IN THE LAGOS JUDICIAL DIVISION
HOLDEN AT LAGOS

ON THURSDAY THE 14th DAY OF MAY, 2015
BEFORE THEIR LORDSHIPS:

SIDI DAUDA BAGE JUSTICE, COURT OF APPEAL
SAMUEL CHUKWUDUMEBI OSEJI JUSTICE, COURT OF APPEAL
JAMILU YAMMAMA TUKUR JUSTICE, COURT OF APPEAL
APPEALNO: CA/L/843/2005

BETWEEN

MAC O. EZE, ESQ

AND

THE INSPECTOR GENERAL OF POLICE
LAGOS STATE COMMISSIONER OF POLICE
MR. SHODIPO, CHIEF SUPT. OF POLICE
MR. LINUS IKE RESPONDENTS
(Trading Under the Name & Style Lincoln Star Pharmacy and Supermarket)

THE ATTORNEY GENERAL OF THE FEDERATION

He added that any legislative enactment which seeks to deprive the citizen of his rights, be they personal or proprietary rights must be interpreted “fortissimo contra proferentes”, i.e. strict construction that leans in favour of the person whose rights are being deprived against the person relying on the power of deprivation and against that of the law maker. He cited the following ease; (BENDEX ENGINEERING CORPORATION vs. EFFICIENT PETROLEUM 9 NIG) LTD (2001) FWLR (PTM 470 1188;

It was also argued the if the Respondents were to rely on the provision of Section 4 of the Police Act as alleged in the Ruling of the Lower Court, then the protection accorded the Nigeria Police being a statutory defence, ought to be clearly pleaded by them or them lower court ought to have invited them to address it on the said Section 4 of the Police Act.
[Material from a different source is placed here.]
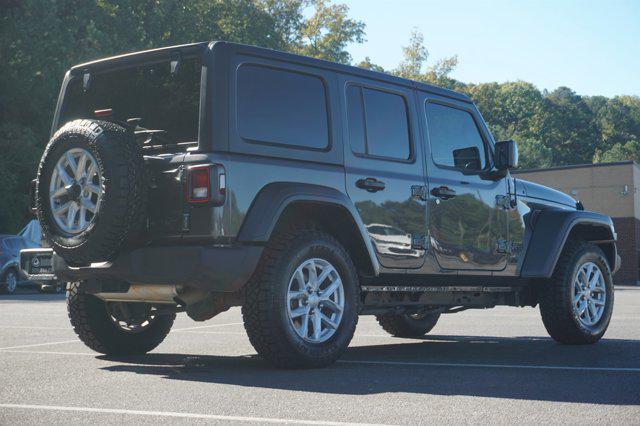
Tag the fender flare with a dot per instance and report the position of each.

He added that since there is unchallenged and uncontroverted affidavit and documentary evidence adduced by the Appellant at the hearing of the officers oppressively, maliciously and unreasonably dealt with him, the application as regards how the Nigeria Police actions of the said Nigeria Police ought to have been held to be unlawful, unconstitutional, null and void and an infringement of the Appellant’s Fundamental Rights.

Responding on this issue, learned counsel for the 1st and 5th Respondents referred to Chapter 4 of the 1999 Constitution to argue that as sacrosanct as it appears, it is not without limitations or restrictions having provided for some derogations from those rights in certain instances such as found in section 35(i)(a) and (c) of the said Constitution which provision show that the right to personal liberty is not absolute and may be interfered with in pursuance of a court order or where it is necessary to prevent future commission of crime.

It was then submitted that from the facts of the instant case, it is clear that the Fundamental right of the Appellant was interfered with in accordance and strictly with the procedure as provided by law. Learned counsel also referred to Section 35(i) (c) of the 1999 Constitution and Section4 of the Police Act to submit that the words used in the provisions are clear and unambiguous and as such should be given their natural and ordinary meaning. Vide AMADI vs. NNPC (2000) 10 NWLR (PT. 674) 763; BAMAIYI vs. FEDERATION (2001) 38 WRN 1; OGBONNA vs. A.G IMO STATE (1992) 1 NWRL (PT. 220) 647.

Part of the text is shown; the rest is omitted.